Whether you need to insulate your whole home or just your crawl space, cellulose is an effective solution. Really, it’s great for any area of your home and provides many of the same performance characteristics as fiberglass insulation, like sound control.
If you want to insulate your home using cellulose, the experts at Green Star Plus can help. We can inspect your home and tell you where you need to insulate and how much insulation you need!
Benefits of Cellulose
In addition to helping decrease your energy bills, cellulose insulation:
- Reduces outside noises
- Makes your home’s interior more comfortable
- Has a high R-value (almost 4 per inch)
- Has environmentally friendly characteristics (contains more than 80% recycled material)
- Can decrease or eliminate air infiltration
With cellulose insulation, you truly get what you pay for. Your home is guaranteed to be more comfortable and energy efficient! And if you want to go green when insulating or re-insulting your home, as one of the most environmentally friendly types of insulation, cellulose is the best you could ask for.
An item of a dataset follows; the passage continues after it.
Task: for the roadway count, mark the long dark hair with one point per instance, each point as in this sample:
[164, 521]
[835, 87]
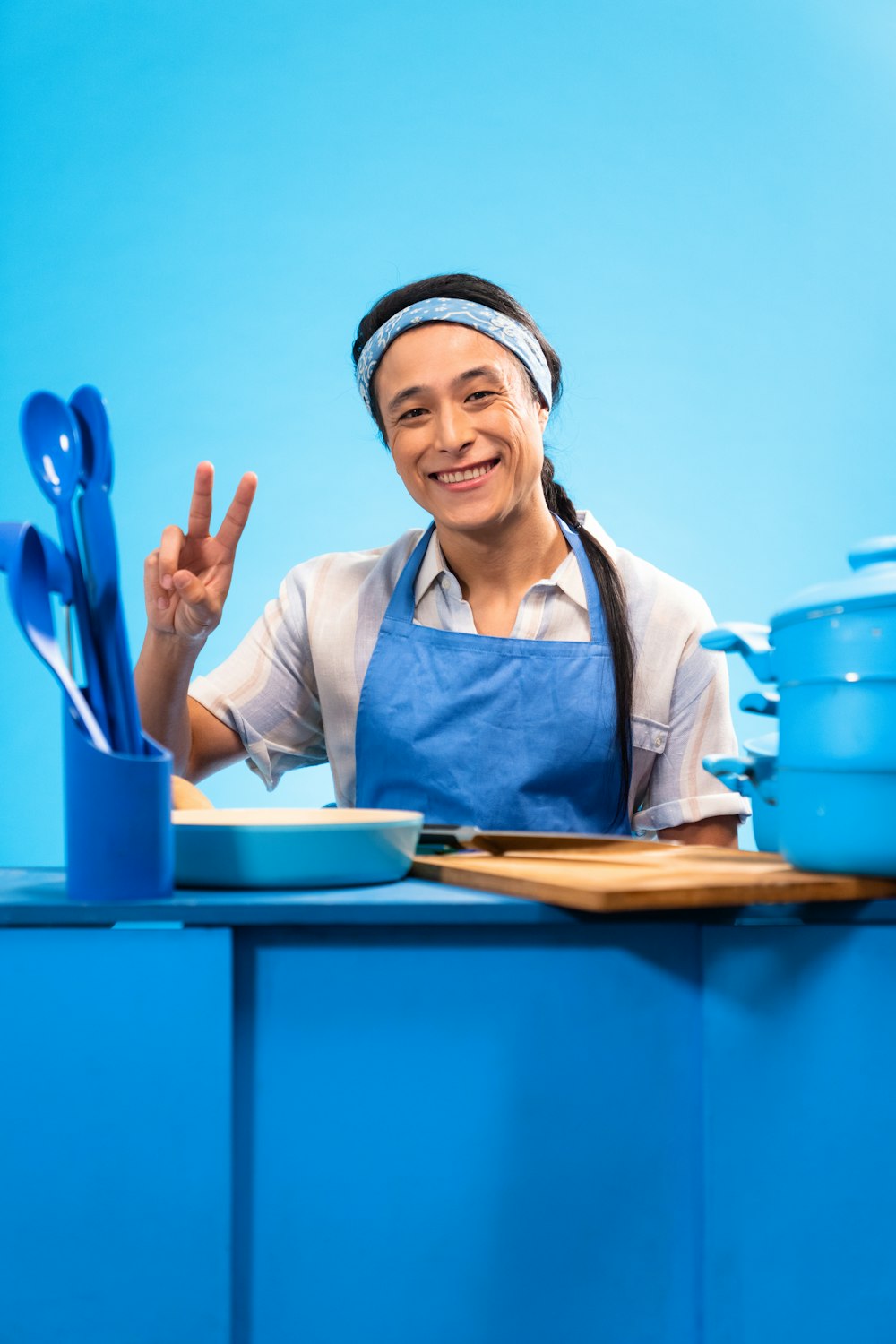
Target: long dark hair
[478, 290]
Frequently Asked Questions
How Does Insulation Reduce Noise?
Limiting the transmission of sound from one location to another requires a material that encloses the source of the noise and forms a barrier between the source and the adjacent area. This is exactly what insulation does. Fiberglass and cellulose are the best types of insulation for soundproofing purposes.
How Is Cellulose Environmentally Friendly?
Cellulose insulation consists of up to 80 percent recycled material (primarily newspaper), and it takes less energy to make than other types of insulation. If the paper put into landfills every year were used to make cellulose insulation, it would save approximately eight million tons of CO2 emissions!